Les 500 employés n’avaient pas de syndicat et devaient se contenter du salaire et des conditions de travail qui leur étaient offerts, si l’un d’eux osait se plaindre, la réponse était : « On ne peut pas vous offrir plus, car on serait obligé de fermer ». Le journaliste LeDoux décida d’alerter le public de cet état de chose dans la revue Relation, éditée et publiée par les Jésuites. Devant le tollé public, les propriétaires ont tenu leur promesse. Tout a été rasé et tous les employés mis au chômage, sans compensation. Le gouvernement du temps, sous le contrôle de Maurice Duplessis qui était pour le respect de la loi et l’ordre établi, est resté sans pitié pour les travailleurs.

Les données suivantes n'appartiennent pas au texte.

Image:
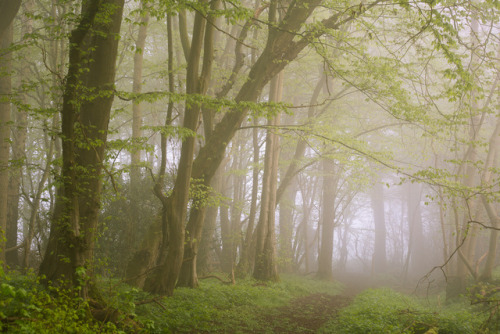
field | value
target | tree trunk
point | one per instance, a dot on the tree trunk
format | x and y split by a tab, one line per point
325	258
85	117
246	262
6	36
135	154
379	259
265	267
163	280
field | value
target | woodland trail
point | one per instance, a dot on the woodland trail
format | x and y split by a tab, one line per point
309	313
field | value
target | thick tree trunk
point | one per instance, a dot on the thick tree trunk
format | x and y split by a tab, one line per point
265	267
69	254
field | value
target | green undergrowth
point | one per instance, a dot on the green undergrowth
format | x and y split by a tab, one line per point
27	307
216	307
387	311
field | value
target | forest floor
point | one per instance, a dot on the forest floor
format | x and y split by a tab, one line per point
304	315
309	313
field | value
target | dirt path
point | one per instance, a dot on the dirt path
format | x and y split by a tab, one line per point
304	315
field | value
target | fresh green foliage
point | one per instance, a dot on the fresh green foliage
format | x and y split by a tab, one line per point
26	307
386	311
225	308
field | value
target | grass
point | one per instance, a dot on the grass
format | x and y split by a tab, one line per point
387	311
215	307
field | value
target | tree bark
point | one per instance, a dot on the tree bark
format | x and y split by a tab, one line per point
265	267
379	259
325	258
135	154
163	280
87	101
6	36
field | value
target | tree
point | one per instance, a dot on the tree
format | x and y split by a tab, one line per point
8	10
87	100
379	260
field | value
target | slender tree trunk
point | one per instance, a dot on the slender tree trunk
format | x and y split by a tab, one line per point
135	154
85	119
325	258
19	135
6	36
492	212
205	250
163	280
379	259
248	248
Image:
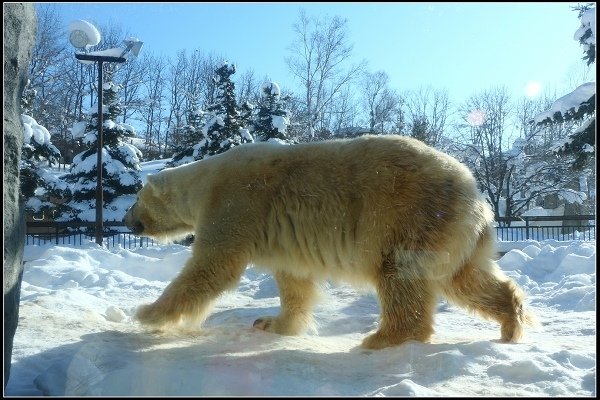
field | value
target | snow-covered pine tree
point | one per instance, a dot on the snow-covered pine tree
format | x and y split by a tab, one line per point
226	125
37	182
579	105
272	117
120	164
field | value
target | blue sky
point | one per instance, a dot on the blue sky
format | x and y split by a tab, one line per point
463	47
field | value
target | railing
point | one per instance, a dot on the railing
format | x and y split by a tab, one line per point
80	232
560	228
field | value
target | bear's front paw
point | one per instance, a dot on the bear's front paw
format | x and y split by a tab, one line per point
151	315
265	324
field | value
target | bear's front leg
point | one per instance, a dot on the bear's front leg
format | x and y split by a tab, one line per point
190	296
297	297
407	304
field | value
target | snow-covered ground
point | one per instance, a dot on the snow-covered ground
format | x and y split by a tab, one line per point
76	336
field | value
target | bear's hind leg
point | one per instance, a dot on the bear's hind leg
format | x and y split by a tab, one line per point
297	297
483	288
190	295
407	303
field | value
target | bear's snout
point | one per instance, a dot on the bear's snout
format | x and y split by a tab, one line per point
134	225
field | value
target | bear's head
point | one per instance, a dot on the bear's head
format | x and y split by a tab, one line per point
153	214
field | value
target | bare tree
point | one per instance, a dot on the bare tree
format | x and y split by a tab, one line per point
427	112
510	158
379	101
319	53
485	139
153	106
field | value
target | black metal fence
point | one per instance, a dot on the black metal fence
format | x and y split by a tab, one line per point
77	233
560	228
510	229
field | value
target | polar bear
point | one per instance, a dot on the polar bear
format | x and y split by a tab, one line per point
388	211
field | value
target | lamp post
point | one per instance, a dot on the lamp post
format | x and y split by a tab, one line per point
83	34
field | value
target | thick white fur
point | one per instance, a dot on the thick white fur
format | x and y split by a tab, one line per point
387	211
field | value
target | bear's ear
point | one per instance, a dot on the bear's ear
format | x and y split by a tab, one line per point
157	183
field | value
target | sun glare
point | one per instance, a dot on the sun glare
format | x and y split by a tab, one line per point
532	88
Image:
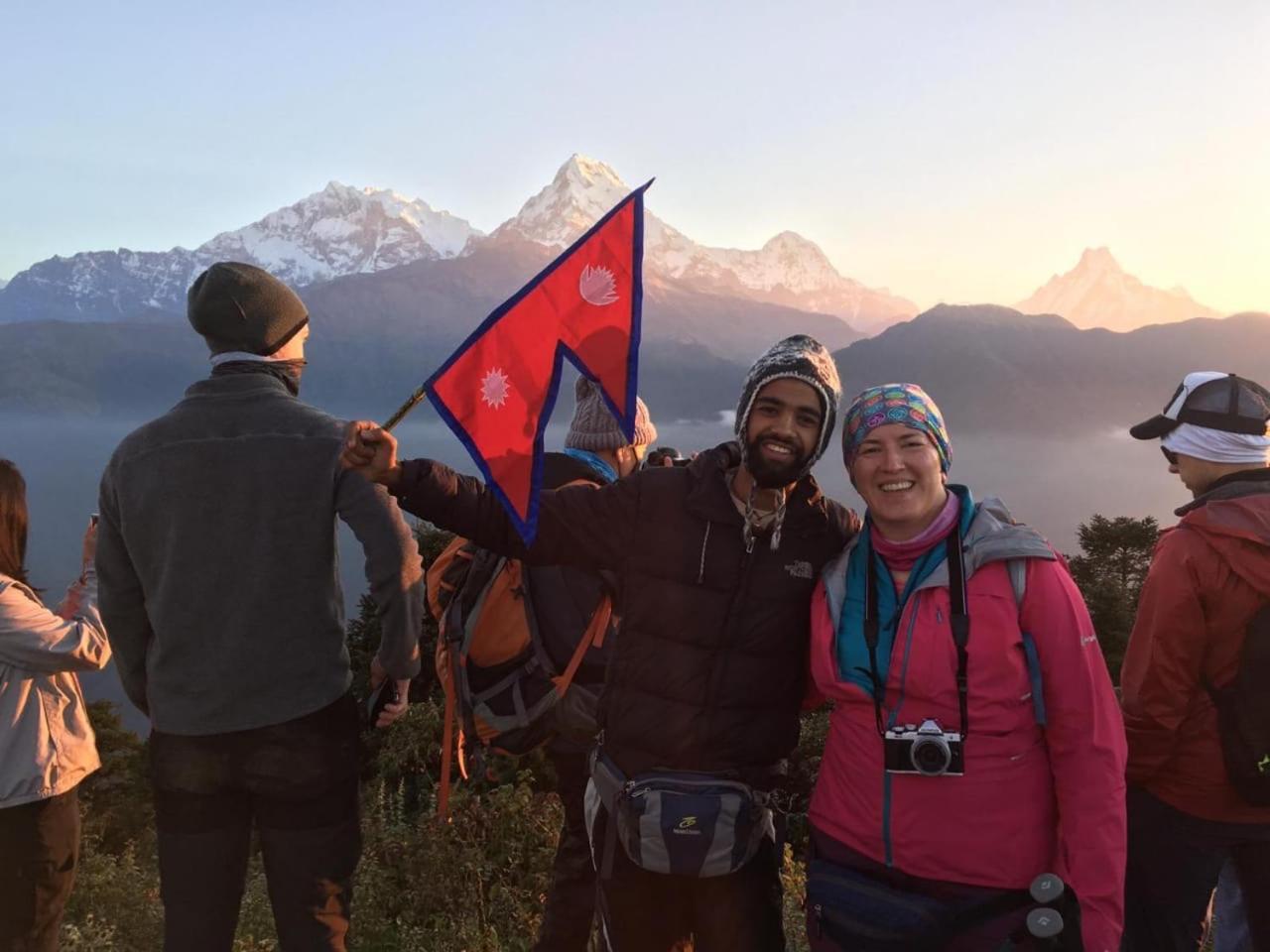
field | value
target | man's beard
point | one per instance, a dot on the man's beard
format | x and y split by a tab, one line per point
767	474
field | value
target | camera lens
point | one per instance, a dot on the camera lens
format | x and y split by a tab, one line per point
931	756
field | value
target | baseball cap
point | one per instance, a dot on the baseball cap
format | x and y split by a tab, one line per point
1219	402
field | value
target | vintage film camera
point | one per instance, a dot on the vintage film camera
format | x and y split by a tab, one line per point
925	749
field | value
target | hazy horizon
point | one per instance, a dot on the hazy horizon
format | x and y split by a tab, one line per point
945	151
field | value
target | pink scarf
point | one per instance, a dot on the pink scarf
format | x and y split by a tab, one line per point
902	556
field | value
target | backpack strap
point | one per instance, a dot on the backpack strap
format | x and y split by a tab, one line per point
593	635
1017	569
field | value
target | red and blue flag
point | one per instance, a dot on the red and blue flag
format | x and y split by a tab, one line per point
498	389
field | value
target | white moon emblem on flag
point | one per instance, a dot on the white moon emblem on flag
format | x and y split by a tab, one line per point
597	286
494	388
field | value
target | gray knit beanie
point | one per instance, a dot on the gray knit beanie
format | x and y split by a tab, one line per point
799	357
238	306
594	425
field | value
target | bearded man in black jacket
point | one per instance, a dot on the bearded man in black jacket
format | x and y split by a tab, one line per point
566	597
716	562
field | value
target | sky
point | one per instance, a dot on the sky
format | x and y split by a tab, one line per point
945	150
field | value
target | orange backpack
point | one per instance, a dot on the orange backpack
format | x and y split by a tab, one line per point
497	675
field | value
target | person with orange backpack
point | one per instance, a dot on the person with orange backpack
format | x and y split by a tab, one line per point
522	654
701	699
1196	706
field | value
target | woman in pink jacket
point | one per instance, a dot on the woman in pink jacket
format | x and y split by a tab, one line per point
46	740
975	742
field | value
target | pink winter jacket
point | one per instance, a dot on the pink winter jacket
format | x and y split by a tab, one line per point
1033	798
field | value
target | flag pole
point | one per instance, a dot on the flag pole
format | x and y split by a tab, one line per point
412	402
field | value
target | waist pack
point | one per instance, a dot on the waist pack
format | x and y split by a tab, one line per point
858	912
1243	715
680	823
500	684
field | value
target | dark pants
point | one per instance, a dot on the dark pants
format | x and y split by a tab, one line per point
572	897
298	783
39	852
645	911
1174	862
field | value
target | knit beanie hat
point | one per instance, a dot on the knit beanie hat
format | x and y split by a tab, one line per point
238	306
801	358
906	404
594	425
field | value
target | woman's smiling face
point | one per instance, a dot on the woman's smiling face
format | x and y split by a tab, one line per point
897	472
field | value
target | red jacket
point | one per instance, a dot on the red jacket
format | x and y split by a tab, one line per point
1207	578
1032	800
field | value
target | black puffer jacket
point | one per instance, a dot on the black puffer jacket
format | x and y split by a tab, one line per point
566	597
710	661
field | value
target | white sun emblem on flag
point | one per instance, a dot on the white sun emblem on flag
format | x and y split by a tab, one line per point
597	286
494	388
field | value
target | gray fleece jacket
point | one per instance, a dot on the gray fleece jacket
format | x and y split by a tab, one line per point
217	565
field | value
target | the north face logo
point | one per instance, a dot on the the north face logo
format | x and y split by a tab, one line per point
799	570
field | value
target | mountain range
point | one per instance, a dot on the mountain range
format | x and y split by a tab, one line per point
341	231
394	286
344	231
1097	293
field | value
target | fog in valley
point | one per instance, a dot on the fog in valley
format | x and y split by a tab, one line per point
1051	484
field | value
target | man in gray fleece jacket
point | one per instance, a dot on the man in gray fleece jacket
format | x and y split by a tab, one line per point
220	590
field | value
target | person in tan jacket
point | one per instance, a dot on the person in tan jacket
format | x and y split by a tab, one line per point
46	742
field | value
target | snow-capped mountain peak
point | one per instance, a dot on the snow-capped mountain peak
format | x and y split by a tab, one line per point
581	190
343	230
340	230
788	268
1097	293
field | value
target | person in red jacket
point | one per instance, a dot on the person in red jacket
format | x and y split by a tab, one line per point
975	742
1207	576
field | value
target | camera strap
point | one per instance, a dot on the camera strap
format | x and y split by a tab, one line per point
959	621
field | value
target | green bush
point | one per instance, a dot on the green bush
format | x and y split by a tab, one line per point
475	883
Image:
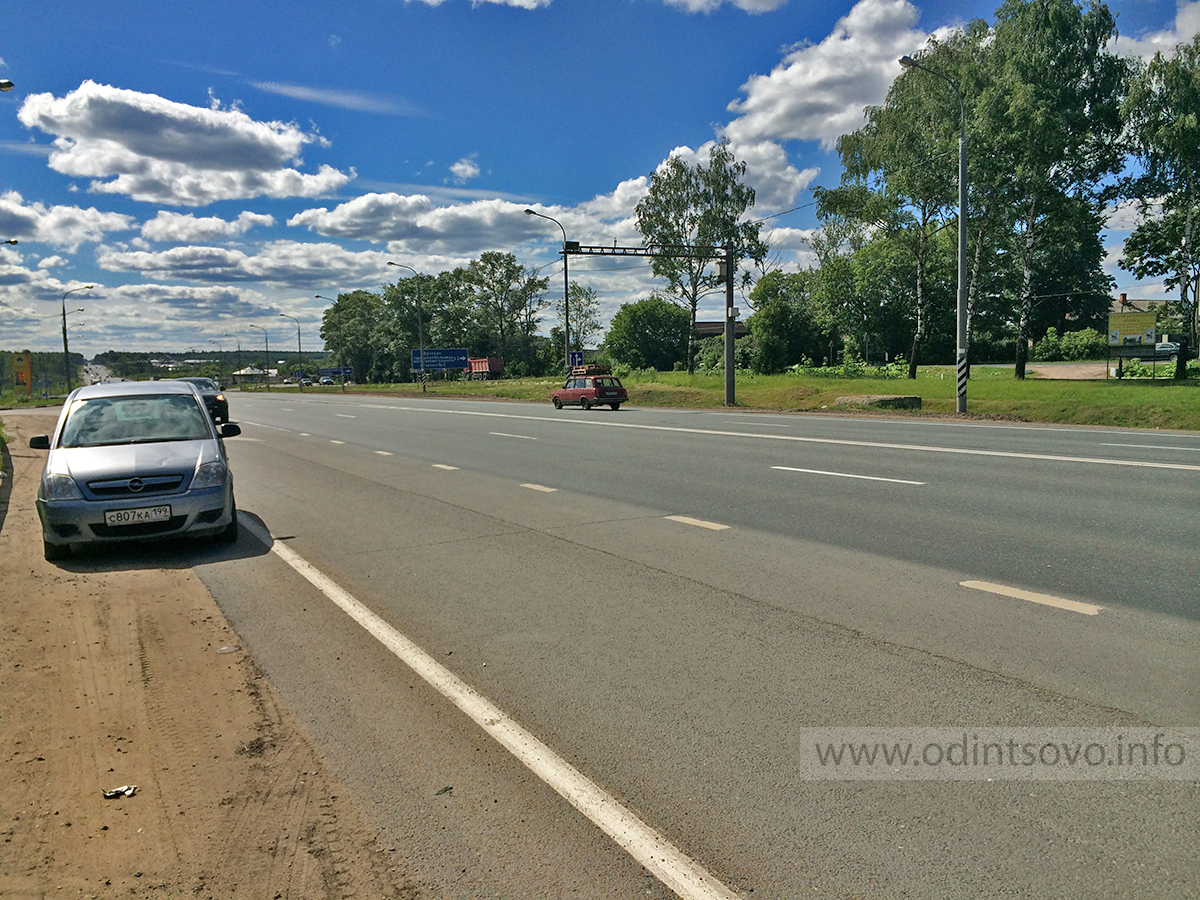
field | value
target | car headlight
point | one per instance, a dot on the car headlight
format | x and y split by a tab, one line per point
210	474
61	487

Le journaliste avait entendu parler de la situation des travailleurs de l’amiante à East-Broughton, dans la région de Thetford-Mines qui avaient des conditions similaires de travail. Là, au lieu d’être aux prises avec la silicose, c’était l’amiantose qui faisait des ravages. N’écoutant que son courage, il vola à leurs secours. Dans ses recherches, à sa grande surprise, il constata que les deux compagnies étaient des filiales du groupe financier Timmins avec qui le gouvernement de l’Union Nationale venait de lui ouvrir les portes de l’Ungava avec des conditions très avantageuses pour amener la prospérité dans cette région qui en avait bien besoin.